Combined Speech and Audio Coding with Bit Rate and Bandwidth Scalability

Maria Farrugia, Ahmet M. Kondoz

University of Surrey, UK

The growing demand for streaming multimedia services over the Internet and recently also over mobile networks has initiated a great interest in coding algorithms which are able to adapt to different transmission environments and to operate under multiple constraints of bit rate, complexity, delay, robustness to bit errors and diversity of input signals. In the light of these recent developments, we present a novel scalable representation for speech and audio signals with low delay. The algorithm operates in four modes, each based on backward-adaptive linear predictive coding (BA LPC).

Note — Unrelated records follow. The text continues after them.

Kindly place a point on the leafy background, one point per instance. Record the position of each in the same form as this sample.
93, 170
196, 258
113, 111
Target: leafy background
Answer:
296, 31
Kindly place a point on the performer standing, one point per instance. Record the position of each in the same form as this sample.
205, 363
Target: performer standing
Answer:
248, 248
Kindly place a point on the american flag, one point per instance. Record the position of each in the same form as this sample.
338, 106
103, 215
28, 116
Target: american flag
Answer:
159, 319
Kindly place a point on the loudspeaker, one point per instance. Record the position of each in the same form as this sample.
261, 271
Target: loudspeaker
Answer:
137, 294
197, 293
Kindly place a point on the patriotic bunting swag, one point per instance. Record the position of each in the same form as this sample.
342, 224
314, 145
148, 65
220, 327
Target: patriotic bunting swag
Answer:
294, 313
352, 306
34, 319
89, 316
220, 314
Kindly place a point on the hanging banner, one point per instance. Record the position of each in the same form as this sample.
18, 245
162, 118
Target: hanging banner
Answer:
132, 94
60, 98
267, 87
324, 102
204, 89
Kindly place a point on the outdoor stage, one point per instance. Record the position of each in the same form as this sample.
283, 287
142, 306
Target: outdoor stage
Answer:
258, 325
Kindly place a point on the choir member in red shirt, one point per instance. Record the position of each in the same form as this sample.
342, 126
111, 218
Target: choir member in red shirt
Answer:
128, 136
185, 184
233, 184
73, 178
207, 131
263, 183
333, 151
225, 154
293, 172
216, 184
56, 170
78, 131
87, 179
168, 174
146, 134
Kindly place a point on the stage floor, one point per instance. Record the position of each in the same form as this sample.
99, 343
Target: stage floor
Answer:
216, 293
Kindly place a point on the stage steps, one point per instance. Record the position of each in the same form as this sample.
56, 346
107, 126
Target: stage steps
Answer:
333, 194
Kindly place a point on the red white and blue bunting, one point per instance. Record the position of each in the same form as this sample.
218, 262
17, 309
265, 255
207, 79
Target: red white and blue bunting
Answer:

The first mode is referred to as the base-line narrowband (0--4kHz) coder. Wideband speech and audio signals (0--8kHz) are efficiently represented by the second mode which employs a QMF to split the spectrum into two equal bands. The remaining two modes use a two-stage QMF structure to decompose the bandwidth of 32kHz sampled signals into four bands. Scalability is achieved by means of discrete quantisation layers representing various levels of enhancements for each band and also flexibility in terms of complexity and bit allocation requirements depending on the particular application and on the network resources. The resulting bit rates range from 12 to 64kb/s. The performance of the coder is evaluated by comparing it to MPEG and ITU standards.

Bibliographic reference.  Farrugia, Maria / Kondoz, Ahmet M. (2001): "Combined speech and audio coding with bit rate and bandwidth scalability", In EUROSPEECH-2001, 2307-2310.